![]() |
Владимир Шадурский. Русская классическая литература в восприятии Марка Алданова.– Великий Новгород: НовГУ им. Ярослава Мудрого, 2024. – 306 с. |
Тем не менее нельзя сказать, что Марк Алданов (1886–1957) глубоко изучен, несмотря на немалое число статей и монографий. Из них хотелось бы выделить труды первооткрывателя алдановского наследия – ныне, увы, покойного профессора МГУ Андрея Чернышева. Есть также несколько интересных диссертаций, но они, как правило, или затрагивают отдельные аспекты творчества, или касаются конкретных произведений.
Книга историка литературы Владимира Шадурского отчасти компенсирует возникшую лакуну. Это не первое обращение автора к образу писателя-эмигранта.
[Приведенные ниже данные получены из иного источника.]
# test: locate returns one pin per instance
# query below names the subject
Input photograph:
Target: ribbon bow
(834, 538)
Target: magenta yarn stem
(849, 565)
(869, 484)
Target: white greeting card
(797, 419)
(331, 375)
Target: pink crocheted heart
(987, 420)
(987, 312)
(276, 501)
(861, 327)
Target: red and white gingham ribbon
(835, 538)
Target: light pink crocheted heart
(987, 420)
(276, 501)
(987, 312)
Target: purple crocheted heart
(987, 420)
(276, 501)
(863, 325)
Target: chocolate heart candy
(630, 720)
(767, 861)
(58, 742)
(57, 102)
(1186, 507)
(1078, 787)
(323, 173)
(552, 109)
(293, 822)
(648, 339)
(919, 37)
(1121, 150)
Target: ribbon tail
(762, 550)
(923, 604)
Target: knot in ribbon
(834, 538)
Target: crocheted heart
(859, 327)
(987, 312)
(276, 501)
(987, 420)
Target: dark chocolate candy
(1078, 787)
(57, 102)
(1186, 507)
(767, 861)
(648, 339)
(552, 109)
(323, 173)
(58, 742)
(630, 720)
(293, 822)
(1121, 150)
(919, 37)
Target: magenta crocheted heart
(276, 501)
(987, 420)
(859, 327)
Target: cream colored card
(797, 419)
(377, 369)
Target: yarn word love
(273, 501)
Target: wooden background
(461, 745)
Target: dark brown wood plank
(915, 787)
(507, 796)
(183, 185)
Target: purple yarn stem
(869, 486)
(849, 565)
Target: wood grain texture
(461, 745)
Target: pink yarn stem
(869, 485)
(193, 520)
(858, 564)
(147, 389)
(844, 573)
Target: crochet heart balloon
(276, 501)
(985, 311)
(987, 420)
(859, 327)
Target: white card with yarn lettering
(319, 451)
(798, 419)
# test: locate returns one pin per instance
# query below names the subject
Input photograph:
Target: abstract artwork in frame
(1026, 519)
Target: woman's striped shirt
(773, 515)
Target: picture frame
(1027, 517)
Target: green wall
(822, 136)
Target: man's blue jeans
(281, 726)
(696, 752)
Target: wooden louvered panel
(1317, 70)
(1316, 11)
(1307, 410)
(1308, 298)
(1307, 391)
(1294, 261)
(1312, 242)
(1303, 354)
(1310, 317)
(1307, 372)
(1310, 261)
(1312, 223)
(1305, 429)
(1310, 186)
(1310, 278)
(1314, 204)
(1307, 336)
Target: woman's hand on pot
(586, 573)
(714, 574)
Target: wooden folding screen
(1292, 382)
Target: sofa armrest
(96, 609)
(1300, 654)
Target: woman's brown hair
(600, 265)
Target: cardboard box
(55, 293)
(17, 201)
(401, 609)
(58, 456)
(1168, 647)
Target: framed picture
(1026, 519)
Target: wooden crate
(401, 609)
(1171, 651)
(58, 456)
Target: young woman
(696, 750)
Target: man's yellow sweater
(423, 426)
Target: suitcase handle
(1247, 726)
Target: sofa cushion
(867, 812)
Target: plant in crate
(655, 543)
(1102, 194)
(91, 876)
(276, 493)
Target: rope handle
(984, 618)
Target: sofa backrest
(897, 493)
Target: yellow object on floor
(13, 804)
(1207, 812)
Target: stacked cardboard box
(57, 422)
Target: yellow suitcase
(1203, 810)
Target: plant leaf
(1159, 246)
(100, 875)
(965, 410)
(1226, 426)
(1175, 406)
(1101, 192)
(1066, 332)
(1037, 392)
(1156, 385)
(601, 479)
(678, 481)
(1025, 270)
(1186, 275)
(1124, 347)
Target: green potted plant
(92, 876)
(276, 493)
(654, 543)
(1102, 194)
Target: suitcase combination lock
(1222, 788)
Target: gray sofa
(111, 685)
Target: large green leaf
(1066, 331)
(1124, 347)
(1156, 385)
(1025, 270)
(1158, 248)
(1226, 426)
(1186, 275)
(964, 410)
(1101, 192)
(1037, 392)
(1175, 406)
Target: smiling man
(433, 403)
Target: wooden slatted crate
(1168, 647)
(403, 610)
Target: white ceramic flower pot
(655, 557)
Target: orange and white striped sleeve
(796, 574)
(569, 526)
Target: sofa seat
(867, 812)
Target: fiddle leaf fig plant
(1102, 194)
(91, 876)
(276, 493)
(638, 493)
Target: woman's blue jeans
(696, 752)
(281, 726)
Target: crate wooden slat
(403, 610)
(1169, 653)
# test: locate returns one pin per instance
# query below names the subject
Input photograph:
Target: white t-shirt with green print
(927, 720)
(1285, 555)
В 2016 году Шадурский опубликовал книгу «Марк Алданов – комментатор русской классики». В новом труде, основанном на работе в архиве, исследователь существенно расширил избранную тему. Теперь на примере эпистолярного наследия, свидетельств современников и собственно книг и статей Алданова Шадурский рассматривает, как автор «Ключа» воспринимал и преломлял в собственных сочинениях отечественную прозу и поэзию, начиная от трудов преп. Нила Сорского и протопопа Аввакума до таких старших современников, как Антон Чехов и Лев Толстой. Книга включает в себя и отдельные главы о влиянии на Алданова Державина, Пушкина, Лермонтова и Гоголя.
Например, героиня романа «Бред» Наташа не только, как писал Алданов, «с пером в руке читает «Шестой помысел уныния» Нила Сорского», но и, по точному утверждению Шадурского, «следует этическим принципам старца», стремясь возродить переживающего духовный кризис жениха, а затем супруга Евгения Шелля.
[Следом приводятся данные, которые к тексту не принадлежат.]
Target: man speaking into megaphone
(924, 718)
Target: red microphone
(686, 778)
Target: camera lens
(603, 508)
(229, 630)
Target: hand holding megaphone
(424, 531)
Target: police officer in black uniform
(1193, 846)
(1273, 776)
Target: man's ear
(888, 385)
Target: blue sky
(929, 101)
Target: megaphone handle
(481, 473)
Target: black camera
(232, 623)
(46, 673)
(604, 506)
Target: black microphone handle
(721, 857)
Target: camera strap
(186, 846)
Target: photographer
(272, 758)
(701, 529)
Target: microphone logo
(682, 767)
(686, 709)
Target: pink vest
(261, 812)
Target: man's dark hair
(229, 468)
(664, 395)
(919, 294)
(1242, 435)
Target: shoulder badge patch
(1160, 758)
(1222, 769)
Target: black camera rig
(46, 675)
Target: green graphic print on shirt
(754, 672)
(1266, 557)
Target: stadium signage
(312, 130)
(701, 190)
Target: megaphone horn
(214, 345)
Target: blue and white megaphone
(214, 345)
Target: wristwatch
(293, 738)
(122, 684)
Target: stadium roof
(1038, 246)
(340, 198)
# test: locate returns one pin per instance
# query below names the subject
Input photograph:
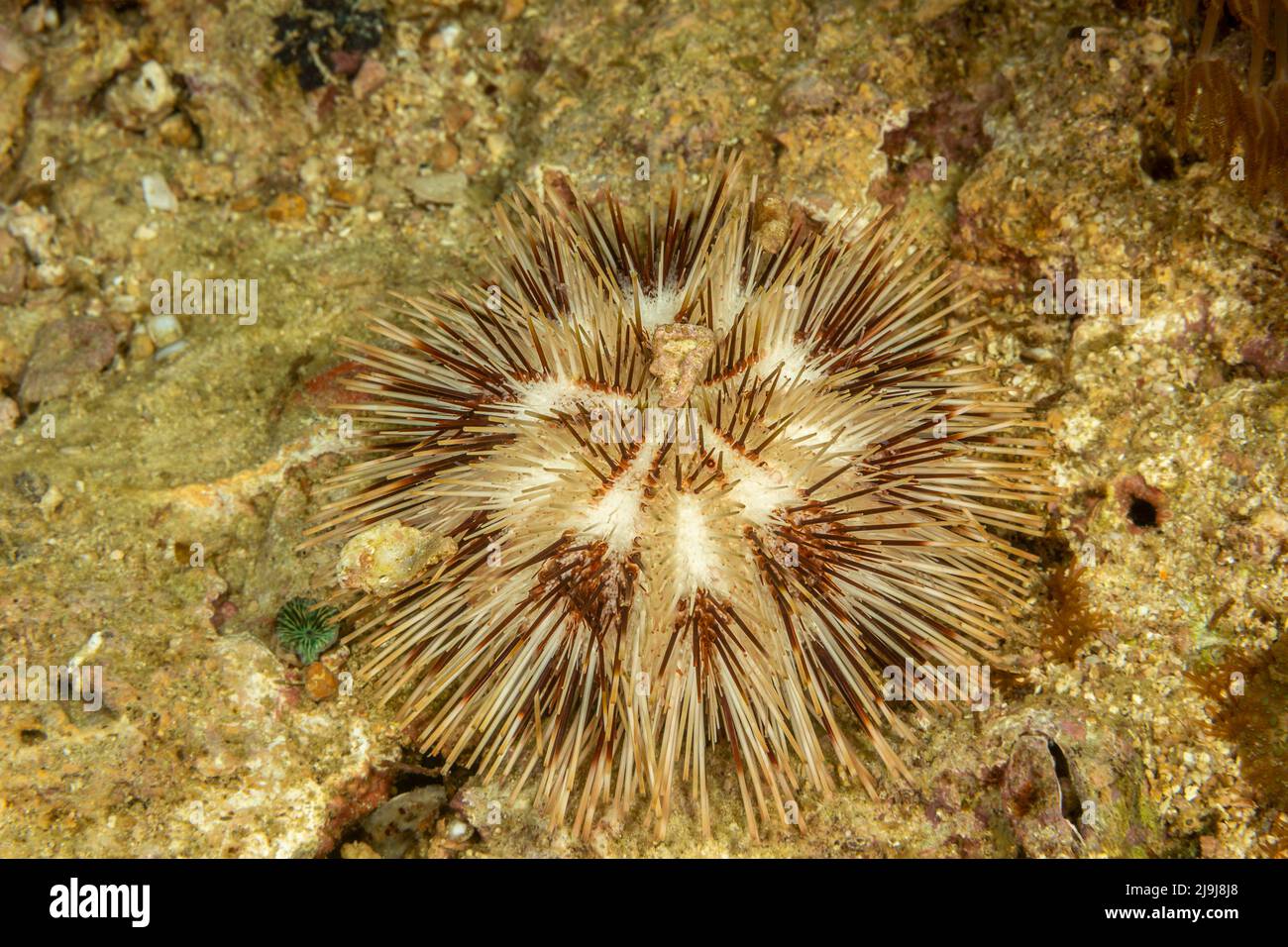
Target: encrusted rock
(67, 352)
Правда, для понимания личности и творчества писателя гораздо существеннее образы Александра Герцена и Ивана Тургенева. Ведь именно в них Алданов видел своих предшественников – таких же, как он сам, литераторов-изгнанников, либералов, остающихся искренними патриотами.
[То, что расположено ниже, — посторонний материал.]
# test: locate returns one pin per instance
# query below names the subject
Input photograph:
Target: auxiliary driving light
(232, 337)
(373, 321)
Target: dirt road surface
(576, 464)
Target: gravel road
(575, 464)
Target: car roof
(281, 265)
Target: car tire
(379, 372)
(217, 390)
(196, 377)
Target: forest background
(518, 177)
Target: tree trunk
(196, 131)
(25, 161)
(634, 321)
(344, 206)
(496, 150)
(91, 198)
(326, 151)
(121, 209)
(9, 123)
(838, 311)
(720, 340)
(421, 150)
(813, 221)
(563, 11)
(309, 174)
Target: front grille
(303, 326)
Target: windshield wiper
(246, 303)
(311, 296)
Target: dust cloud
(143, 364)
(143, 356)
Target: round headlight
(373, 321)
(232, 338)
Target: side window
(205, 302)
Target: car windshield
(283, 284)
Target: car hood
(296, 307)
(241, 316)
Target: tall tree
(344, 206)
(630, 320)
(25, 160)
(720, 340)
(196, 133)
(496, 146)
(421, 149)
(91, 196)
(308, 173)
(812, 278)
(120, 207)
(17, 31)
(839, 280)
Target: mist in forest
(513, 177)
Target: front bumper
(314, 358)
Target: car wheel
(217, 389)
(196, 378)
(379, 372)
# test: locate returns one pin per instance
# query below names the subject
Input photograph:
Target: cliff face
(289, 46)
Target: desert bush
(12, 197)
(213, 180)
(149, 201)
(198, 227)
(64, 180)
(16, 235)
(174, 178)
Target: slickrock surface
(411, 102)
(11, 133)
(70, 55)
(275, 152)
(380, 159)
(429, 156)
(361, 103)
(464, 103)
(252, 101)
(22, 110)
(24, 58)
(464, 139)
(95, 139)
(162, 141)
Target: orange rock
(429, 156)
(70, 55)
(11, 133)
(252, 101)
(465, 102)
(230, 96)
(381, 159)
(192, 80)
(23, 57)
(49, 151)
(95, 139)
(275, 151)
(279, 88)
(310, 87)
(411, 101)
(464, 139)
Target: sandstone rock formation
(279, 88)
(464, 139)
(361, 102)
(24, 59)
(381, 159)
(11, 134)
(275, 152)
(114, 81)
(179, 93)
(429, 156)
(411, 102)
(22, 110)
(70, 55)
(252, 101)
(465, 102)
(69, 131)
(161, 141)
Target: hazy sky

Также можно отметить влияние Александра Грибоедова. В данном случае речь не только об упоминании персонажей и о цитатах из знаменитой комедии на страницах алдановских книг. Их создатель во многом следовал грибоедовской традиции. Его мировосприятие заключалось в «горечи ума», видевшего окружающий мир без каких-либо иллюзий. Одновременно писатель осознавал, что и сам разум может быть опасным орудием, способным все разрушить. В результате возникший драматизм постоянно усиливался от алдановского рационализма, который не совмещался в его сознании с религиозными чувствами. Вспомним, что в письмах к Буниным романист себя шутливо характеризовал «мерзавцем-атеистом».
Интересен анализ влияния Толстого. В свое время алдановский корреспондент, поэт и критик Георгий Адамович обращал внимание на следующий парадокс: поэтика Алданова ближе к Достоевскому, чем к Толстому, несмотря на то что именно автор «Воскресения» был кумиром для писателя. Шадурский заочно полемизирует с Адамовичем, отмечая целый ряд приемов, перенятых Алдановым от яснополянского мыслителя. Например, использование антитезы внешнего вида и внутреннего содержания. Касаясь извечной оппозиции «Толстой – Достоевский», он подчеркивает, что Алданов синтезировал традиции эпического романа Толстого с драматическим романом Достоевского. А Федора Михайловича сделал одним из персонажей своего любимого романа «Истоки».
Предпринятый Владимиром Шадурским обстоятельный анализ позволяет не только лучше понять истоки алдановского творчества, но и определить его место в пантеоне российской словесности. А оно, как представляется, должно быть в первом ряду.